Captain Thomas Drummond, from Edinburgh was a Scottish army officer, civil engineer and senior public official.
10 Facts About Thomas Drummond
Thomas Drummond used the Drummond light which was employed in the trigonometrical survey of Great Britain and Ireland.
Thomas Drummond is sometimes mistakenly given credit for the invention of limelight, at the expense of Sir Goldsworthy Gurney.
Thomas Drummond was bored with this and had enrolled at Lincoln's Inn when he was recruited to use his trigonometry to help conduct a survey in the Highlands.
Thomas Drummond took this opportunity to improve his knowledge of mathematics and science.
In 1824 Thomas Drummond was transferred to the new Ordnance Survey of Ireland and here he used the new Thomas Drummond light.

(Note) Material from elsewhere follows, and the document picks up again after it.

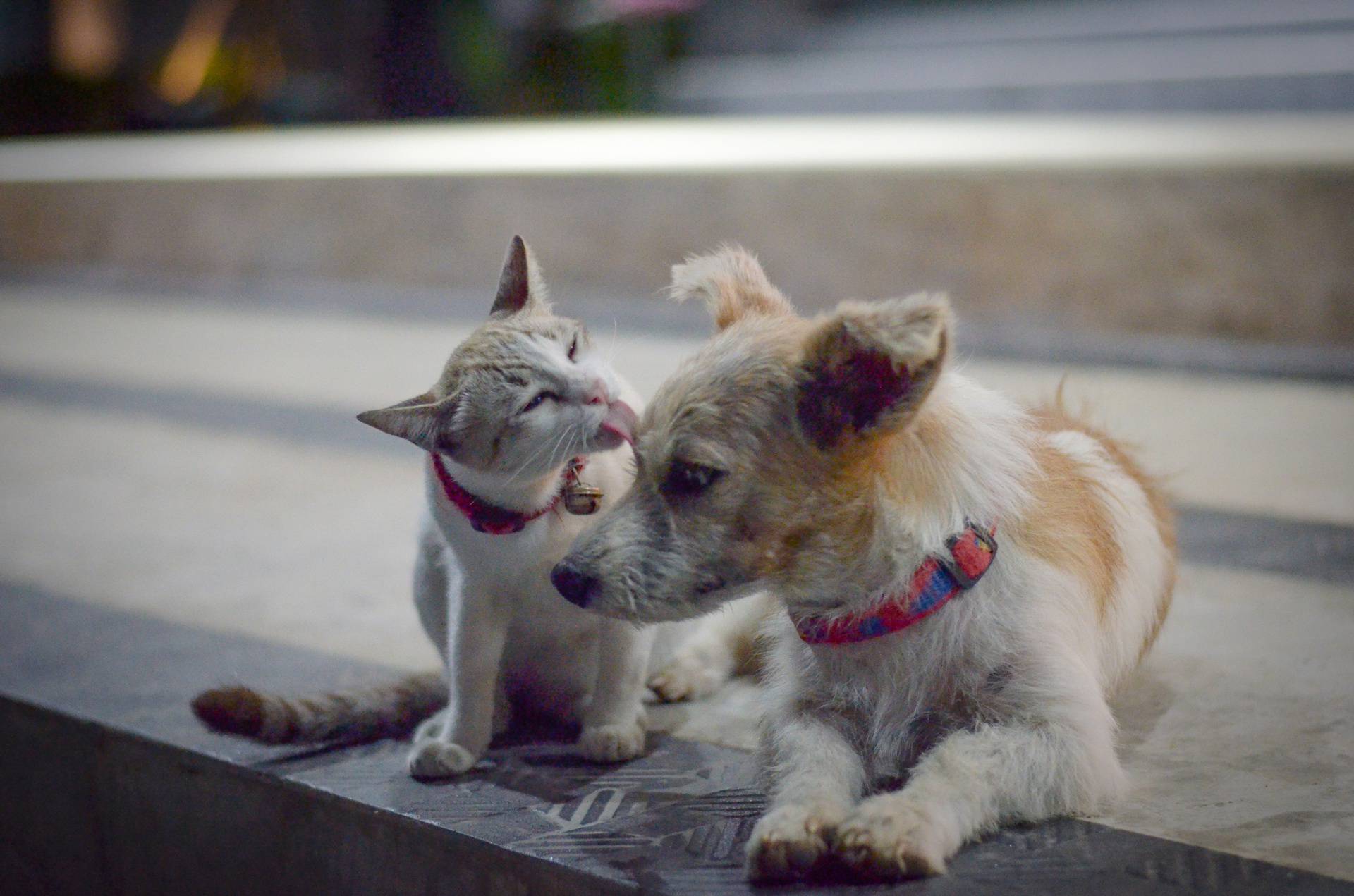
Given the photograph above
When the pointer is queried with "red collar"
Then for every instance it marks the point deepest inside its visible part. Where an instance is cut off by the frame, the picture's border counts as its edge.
(491, 519)
(934, 582)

Thomas Drummond reported that the light could be observed 68 miles away and would cast a strong shadow at a distance of thirteen miles.
Thomas Drummond left Ireland for a period prior to the Reform Bill of 1832.
Thomas Drummond was then appointed to the significant post of Irish under-secretary, heading up the administration in Dublin Castle, a position he held from 1835 until his death in 1840.
Thomas Drummond died in 1840 and was buried in Mount Jerome Cemetery, Dublin.